Но существуют и характерные для лингвистики меры сходства. Так, в глоттохронологии различия таксонов рассчитываются как время, необходимое на расхождение по одному признаку (Арапов, Херц, 1974)[6]. Своеобразно и понятие рангового среднего (Мартыненко, 1988, Мартыненко, Фомин, 1989), введенного на лингвистическом материале, но имеющего потенциально более широкое применение.
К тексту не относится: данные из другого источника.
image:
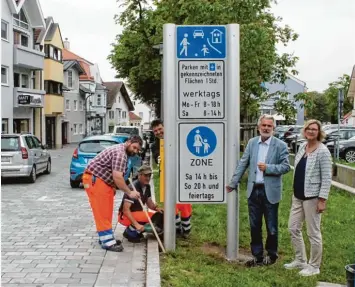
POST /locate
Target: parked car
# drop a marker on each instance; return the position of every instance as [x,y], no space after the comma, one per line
[89,147]
[134,162]
[130,130]
[292,130]
[23,155]
[346,150]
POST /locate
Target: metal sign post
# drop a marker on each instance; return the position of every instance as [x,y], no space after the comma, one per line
[201,97]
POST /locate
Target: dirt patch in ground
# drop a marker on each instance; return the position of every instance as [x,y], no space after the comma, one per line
[215,250]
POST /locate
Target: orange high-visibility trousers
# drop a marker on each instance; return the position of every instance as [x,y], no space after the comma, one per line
[139,216]
[101,198]
[185,209]
[182,221]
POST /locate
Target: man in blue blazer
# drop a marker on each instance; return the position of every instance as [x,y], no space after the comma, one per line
[267,159]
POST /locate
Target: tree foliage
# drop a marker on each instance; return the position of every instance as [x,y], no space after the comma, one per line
[135,59]
[324,106]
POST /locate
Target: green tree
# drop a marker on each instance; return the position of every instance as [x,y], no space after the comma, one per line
[135,59]
[331,98]
[318,107]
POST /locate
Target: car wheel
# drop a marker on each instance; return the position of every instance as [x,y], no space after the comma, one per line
[350,155]
[49,167]
[33,175]
[74,184]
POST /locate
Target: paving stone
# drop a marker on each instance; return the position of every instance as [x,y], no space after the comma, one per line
[22,280]
[67,281]
[55,238]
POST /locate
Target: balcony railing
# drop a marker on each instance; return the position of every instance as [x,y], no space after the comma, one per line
[20,23]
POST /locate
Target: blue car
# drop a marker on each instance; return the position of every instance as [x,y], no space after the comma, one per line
[87,149]
[134,162]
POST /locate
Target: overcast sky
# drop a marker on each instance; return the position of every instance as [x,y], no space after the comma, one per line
[326,45]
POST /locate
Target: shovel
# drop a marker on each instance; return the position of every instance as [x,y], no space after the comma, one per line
[150,222]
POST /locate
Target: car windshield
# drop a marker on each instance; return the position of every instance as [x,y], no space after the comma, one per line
[95,146]
[10,143]
[127,130]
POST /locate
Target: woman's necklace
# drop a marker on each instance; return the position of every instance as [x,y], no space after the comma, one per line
[309,150]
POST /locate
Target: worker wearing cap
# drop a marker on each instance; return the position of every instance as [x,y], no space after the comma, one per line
[102,176]
[131,213]
[183,211]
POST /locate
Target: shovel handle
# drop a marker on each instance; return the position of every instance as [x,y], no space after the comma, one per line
[150,221]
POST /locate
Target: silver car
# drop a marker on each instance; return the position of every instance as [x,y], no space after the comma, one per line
[23,155]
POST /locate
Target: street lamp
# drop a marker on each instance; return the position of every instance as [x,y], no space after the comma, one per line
[160,48]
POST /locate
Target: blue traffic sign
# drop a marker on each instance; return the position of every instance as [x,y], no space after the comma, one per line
[195,42]
[201,141]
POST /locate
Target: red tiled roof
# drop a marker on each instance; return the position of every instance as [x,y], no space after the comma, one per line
[67,55]
[134,117]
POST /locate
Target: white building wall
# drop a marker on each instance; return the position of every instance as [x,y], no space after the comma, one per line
[7,95]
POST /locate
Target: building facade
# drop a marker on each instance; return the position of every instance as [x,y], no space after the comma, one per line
[145,112]
[135,120]
[119,105]
[351,94]
[53,82]
[73,125]
[292,86]
[94,91]
[22,63]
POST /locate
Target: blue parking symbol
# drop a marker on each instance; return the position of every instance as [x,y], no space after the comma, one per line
[204,42]
[212,67]
[201,141]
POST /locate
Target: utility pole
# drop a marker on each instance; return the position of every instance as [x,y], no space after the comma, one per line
[340,112]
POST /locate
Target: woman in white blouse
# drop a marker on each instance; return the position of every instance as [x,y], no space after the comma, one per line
[312,182]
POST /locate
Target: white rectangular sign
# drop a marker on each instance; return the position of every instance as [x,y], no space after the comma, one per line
[201,89]
[201,163]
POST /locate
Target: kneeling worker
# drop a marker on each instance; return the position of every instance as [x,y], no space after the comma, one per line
[131,213]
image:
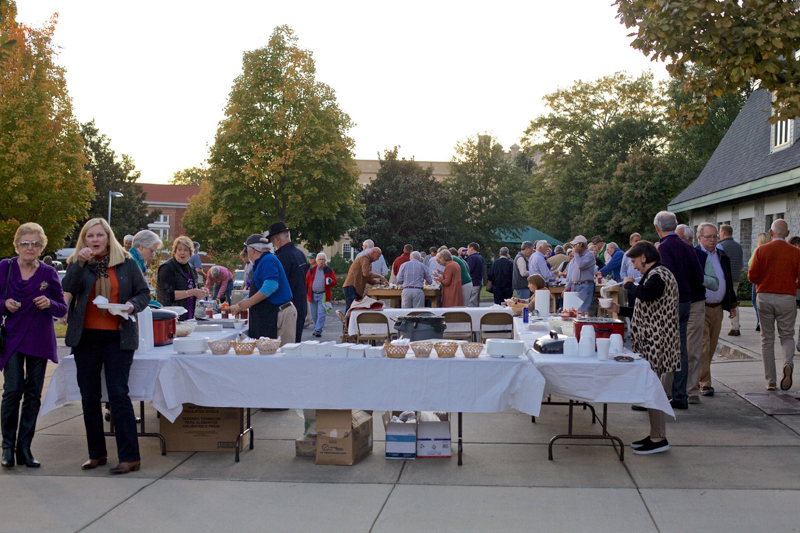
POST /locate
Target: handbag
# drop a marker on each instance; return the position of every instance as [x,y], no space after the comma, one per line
[3,322]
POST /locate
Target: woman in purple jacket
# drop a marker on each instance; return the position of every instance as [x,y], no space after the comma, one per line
[32,296]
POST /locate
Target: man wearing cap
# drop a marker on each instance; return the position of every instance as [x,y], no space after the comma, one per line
[220,280]
[295,264]
[582,270]
[272,313]
[359,275]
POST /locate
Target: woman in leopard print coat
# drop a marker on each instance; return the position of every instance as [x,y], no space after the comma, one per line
[654,329]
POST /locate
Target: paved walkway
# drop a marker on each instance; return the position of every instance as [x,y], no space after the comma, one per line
[730,468]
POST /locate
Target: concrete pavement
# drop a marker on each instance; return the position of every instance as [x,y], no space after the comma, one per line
[730,468]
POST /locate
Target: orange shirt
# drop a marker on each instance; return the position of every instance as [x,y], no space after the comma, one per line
[776,268]
[94,318]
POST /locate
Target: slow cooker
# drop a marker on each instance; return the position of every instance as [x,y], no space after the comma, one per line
[603,327]
[164,326]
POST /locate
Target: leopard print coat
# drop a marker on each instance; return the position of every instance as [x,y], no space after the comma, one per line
[654,327]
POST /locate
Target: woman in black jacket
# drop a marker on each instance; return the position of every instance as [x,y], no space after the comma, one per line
[176,283]
[102,339]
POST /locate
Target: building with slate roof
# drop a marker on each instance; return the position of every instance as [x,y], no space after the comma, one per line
[752,178]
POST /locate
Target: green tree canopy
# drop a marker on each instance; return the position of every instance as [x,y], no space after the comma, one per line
[404,204]
[109,173]
[41,150]
[487,189]
[734,42]
[281,153]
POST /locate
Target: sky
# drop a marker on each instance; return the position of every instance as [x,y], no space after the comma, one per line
[156,75]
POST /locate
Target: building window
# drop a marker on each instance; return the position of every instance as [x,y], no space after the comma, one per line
[781,135]
[347,251]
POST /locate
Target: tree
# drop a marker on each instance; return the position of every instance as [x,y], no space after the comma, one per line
[41,150]
[128,212]
[734,42]
[404,204]
[592,127]
[281,153]
[189,176]
[486,190]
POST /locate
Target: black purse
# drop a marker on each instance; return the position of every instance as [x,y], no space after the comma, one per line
[3,323]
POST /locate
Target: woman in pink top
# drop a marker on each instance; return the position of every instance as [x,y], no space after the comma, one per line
[222,279]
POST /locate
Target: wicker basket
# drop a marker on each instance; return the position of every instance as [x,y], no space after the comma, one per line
[220,347]
[394,351]
[471,350]
[446,350]
[422,348]
[244,348]
[267,346]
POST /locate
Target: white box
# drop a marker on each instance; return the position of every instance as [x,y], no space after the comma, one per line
[308,348]
[433,439]
[324,348]
[356,350]
[340,350]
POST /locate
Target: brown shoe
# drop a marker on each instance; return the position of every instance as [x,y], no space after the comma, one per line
[124,468]
[786,381]
[91,464]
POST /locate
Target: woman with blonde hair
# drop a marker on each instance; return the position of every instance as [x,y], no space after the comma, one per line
[32,297]
[102,340]
[176,283]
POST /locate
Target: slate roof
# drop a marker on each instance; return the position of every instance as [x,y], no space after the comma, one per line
[744,155]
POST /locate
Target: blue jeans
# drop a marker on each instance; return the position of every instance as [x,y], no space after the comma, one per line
[99,351]
[350,296]
[524,294]
[680,377]
[586,294]
[27,389]
[317,310]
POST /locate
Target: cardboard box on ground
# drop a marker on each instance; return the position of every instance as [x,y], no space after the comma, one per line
[202,429]
[343,437]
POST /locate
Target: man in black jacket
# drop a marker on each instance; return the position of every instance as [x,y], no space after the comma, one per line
[723,299]
[295,265]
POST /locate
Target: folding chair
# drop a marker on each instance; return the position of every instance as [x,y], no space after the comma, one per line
[461,318]
[372,318]
[497,319]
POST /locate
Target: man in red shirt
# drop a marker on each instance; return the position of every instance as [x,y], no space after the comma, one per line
[776,272]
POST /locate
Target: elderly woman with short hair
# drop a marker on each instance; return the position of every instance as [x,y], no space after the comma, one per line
[32,297]
[176,283]
[452,295]
[320,278]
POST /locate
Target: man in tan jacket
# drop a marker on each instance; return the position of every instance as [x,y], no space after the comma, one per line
[359,275]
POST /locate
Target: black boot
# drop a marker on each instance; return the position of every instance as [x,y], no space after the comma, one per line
[25,457]
[8,457]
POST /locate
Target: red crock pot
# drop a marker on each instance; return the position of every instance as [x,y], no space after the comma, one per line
[603,327]
[164,325]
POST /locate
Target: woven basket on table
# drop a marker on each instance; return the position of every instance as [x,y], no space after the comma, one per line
[220,347]
[244,348]
[394,351]
[446,350]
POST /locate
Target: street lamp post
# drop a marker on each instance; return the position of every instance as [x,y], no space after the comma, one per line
[111,194]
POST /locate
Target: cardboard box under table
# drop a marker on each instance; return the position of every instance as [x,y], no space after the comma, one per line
[343,437]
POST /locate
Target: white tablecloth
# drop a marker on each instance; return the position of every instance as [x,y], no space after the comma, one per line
[475,314]
[482,385]
[587,379]
[63,386]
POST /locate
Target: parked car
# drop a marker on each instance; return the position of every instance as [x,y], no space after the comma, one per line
[238,280]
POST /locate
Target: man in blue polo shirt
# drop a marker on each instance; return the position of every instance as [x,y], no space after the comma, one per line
[272,313]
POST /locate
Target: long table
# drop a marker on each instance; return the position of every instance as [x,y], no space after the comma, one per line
[589,380]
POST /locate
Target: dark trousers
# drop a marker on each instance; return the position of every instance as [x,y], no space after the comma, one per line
[350,296]
[501,294]
[680,377]
[21,387]
[99,351]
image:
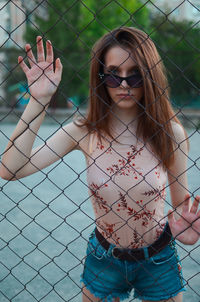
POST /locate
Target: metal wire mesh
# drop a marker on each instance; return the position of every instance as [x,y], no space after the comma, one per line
[46,218]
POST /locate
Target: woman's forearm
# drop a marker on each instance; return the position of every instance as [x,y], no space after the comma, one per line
[18,150]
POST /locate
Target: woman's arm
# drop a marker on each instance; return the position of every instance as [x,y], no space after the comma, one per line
[19,160]
[184,220]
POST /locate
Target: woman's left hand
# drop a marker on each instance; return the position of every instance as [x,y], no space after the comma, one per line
[187,228]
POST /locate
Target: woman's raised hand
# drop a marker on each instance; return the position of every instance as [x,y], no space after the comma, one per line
[42,79]
[187,228]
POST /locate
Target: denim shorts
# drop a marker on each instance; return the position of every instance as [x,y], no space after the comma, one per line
[154,278]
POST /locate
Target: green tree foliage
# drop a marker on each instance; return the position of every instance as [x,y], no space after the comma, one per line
[178,43]
[74,26]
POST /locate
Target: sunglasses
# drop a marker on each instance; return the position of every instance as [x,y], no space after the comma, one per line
[113,81]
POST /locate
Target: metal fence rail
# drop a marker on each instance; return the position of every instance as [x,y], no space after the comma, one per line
[46,218]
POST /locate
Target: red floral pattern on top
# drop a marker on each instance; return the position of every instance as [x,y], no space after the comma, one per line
[114,204]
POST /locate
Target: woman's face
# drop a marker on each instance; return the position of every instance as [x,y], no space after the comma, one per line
[118,61]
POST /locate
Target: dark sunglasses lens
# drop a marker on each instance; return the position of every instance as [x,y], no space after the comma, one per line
[135,81]
[112,81]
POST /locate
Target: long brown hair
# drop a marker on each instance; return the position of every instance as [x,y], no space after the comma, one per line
[155,112]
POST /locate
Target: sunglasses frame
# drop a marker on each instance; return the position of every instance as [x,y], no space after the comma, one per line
[102,75]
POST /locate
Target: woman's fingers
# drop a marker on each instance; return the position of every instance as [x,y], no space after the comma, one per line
[23,66]
[49,49]
[40,50]
[171,218]
[195,205]
[186,203]
[30,55]
[58,68]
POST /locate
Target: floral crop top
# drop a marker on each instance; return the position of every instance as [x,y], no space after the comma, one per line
[127,188]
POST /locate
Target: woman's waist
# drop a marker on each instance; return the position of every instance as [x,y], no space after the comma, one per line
[134,235]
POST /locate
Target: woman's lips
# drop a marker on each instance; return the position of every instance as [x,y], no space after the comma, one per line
[125,96]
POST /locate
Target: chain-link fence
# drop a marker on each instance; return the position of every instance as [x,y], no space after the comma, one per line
[47,219]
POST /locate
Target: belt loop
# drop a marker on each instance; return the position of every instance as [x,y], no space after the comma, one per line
[109,251]
[146,253]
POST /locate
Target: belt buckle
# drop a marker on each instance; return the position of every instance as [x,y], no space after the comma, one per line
[115,248]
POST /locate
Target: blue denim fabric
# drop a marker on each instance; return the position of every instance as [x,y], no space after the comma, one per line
[154,278]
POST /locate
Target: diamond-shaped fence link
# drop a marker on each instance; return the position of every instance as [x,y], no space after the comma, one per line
[92,225]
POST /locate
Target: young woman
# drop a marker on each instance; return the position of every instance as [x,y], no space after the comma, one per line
[133,144]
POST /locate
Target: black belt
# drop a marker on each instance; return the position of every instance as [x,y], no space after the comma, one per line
[137,254]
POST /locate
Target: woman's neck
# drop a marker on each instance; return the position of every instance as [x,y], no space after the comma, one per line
[123,119]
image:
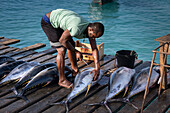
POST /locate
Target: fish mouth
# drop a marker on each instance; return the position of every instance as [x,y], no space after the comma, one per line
[65,103]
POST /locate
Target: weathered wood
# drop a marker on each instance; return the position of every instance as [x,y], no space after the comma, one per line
[19,51]
[80,97]
[6,41]
[2,52]
[161,104]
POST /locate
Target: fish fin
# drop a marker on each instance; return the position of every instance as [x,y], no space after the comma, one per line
[46,83]
[88,89]
[108,108]
[65,103]
[126,100]
[25,83]
[14,90]
[126,89]
[130,103]
[95,104]
[18,96]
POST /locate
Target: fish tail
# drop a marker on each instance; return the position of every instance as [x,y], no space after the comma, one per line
[126,100]
[107,107]
[20,95]
[97,104]
[65,103]
[14,90]
[88,89]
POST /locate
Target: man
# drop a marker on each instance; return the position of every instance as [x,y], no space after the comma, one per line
[60,26]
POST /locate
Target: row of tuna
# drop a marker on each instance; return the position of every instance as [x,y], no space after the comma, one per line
[119,81]
[27,74]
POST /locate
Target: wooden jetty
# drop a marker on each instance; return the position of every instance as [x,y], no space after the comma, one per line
[39,98]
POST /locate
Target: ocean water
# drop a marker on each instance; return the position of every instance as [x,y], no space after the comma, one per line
[129,24]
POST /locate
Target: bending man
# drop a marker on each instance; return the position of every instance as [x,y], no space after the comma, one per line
[60,26]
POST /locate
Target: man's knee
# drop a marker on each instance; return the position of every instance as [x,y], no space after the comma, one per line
[61,51]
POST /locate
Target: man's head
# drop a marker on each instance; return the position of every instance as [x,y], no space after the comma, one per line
[95,30]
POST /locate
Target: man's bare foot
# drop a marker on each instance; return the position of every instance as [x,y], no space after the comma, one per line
[74,73]
[65,84]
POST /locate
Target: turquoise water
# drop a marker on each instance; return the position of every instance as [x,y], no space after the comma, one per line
[129,24]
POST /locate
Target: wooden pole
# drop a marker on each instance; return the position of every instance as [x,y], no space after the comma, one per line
[150,73]
[163,74]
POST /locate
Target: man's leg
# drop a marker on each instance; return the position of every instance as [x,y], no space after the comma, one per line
[61,65]
[73,60]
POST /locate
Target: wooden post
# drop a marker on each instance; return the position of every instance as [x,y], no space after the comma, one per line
[163,60]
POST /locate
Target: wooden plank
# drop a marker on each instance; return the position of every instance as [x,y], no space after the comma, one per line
[161,104]
[81,98]
[6,41]
[35,46]
[163,39]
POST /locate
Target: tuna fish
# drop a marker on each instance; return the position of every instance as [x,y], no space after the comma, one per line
[19,72]
[119,80]
[5,69]
[5,59]
[82,82]
[139,84]
[41,79]
[28,76]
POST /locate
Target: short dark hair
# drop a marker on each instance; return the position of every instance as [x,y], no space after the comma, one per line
[97,27]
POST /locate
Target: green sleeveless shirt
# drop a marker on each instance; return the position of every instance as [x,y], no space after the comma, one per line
[66,19]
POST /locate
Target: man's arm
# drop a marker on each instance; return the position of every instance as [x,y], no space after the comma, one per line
[95,54]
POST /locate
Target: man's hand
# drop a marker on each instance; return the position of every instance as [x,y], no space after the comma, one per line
[79,55]
[96,74]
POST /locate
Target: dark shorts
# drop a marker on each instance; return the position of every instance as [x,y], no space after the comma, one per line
[52,33]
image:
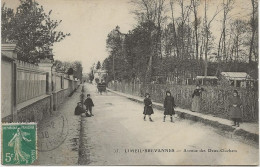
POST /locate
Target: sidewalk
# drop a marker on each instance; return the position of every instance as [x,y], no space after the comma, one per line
[246,132]
[63,136]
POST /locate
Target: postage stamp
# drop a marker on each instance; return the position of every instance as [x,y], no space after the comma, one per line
[19,143]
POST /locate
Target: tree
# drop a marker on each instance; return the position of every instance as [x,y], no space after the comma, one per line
[32,29]
[254,28]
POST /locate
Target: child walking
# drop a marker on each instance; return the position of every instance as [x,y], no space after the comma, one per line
[235,110]
[148,110]
[168,106]
[89,104]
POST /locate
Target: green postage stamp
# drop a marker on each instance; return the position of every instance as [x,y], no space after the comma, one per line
[19,143]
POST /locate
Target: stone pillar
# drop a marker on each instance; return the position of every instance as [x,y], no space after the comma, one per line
[46,65]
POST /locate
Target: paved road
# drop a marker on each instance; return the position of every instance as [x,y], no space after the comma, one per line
[118,127]
[56,149]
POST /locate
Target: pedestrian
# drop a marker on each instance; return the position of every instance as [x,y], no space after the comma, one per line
[168,105]
[196,99]
[89,104]
[79,110]
[148,110]
[235,110]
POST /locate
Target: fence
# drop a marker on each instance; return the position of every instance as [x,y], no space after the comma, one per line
[30,82]
[214,99]
[30,92]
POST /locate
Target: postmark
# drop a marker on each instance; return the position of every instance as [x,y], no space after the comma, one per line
[19,143]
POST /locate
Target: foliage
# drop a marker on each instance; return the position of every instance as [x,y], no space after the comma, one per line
[33,30]
[71,68]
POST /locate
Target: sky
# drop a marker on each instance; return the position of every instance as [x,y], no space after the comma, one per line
[90,21]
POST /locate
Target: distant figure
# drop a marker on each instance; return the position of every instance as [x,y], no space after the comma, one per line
[196,98]
[79,110]
[235,110]
[89,104]
[148,110]
[168,106]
Важным при вынесении суждений о сходстве является вопрос об источнике сведений о сходстве. Обычно такими источниками являются наблюдения за конкретным языковым материалом, и логика лингвистических классификаций строится на этом предположение. Однако, это не всегда справедливо – значительное количество лингвистической информации является результатом реконструкций. Последние же даже в случае абсолютной надежности обладают иным онтологическим статусом, чем статус наблюдаемого. В результате создаваемые классификации охватывают как эмпирически данные, так и реконструированные единицы, что затрудняет применение классификационных алгоритмов, а порой и чревато ошибками (Грушин, 1961; Мейен, 1978, 1981).
В указанном контексте весьма сложен вопрос об использовании в качестве источника суждений о сходстве экспертных оценок. Они могут быть результатом как чрезвычайно тонких наблюдений особо изощренных специалистов, так и гениальных прозрений лингвистически одаренных исследователей. При этом обоснование экспертных оценок не может быть дано в логике обычного научного исследования. Поэтому возникает вопрос об отношении к таким заключениям и возможности включения их данных либо в сферу наблюдения, либо в сферу реконструкции. В случае невозможности подобного различения пользоваться такими данными можно, но необходимо зафиксировать экспертный источник соответствующей информации. Другой путь привлечения экспертных оценок – обращение к лингвистическому “эксперименту” или экспериенциальным моделям американских психолингвистов.
С указанным вопросом связан вопрос об обосновании достоверности суждений о сходстве. Обычно предполагается, что источником достоверности является метод, но на деле оказывается, что метод далеко не всегда предъявлен. Еще меньшее количество материала действительно обработано исследователем с помощью заявленного метода, а не заимствовано из результатов предшествующих исследований. В итоге часто источником достоверности суждений о сходстве является профессиональное предание, которое может быть и неверным. В связи с этим возникает проблема того, нужно ли и можно ли подвергать каждую гипотезу о сходстве испытанию на верификацию или фальсификацию.
В том случае, если сходство вводится как отношение эквивалентности, таксоны оказываются изолированными и связанными между собой внешними отношениями (например, родства), представляемыми в виде деревьев. Если сходство задается отношением толерантности, то таксоны представляются в виде град или конгрегации. Таксоны одной конгрегации могут замыкаться в кольцо.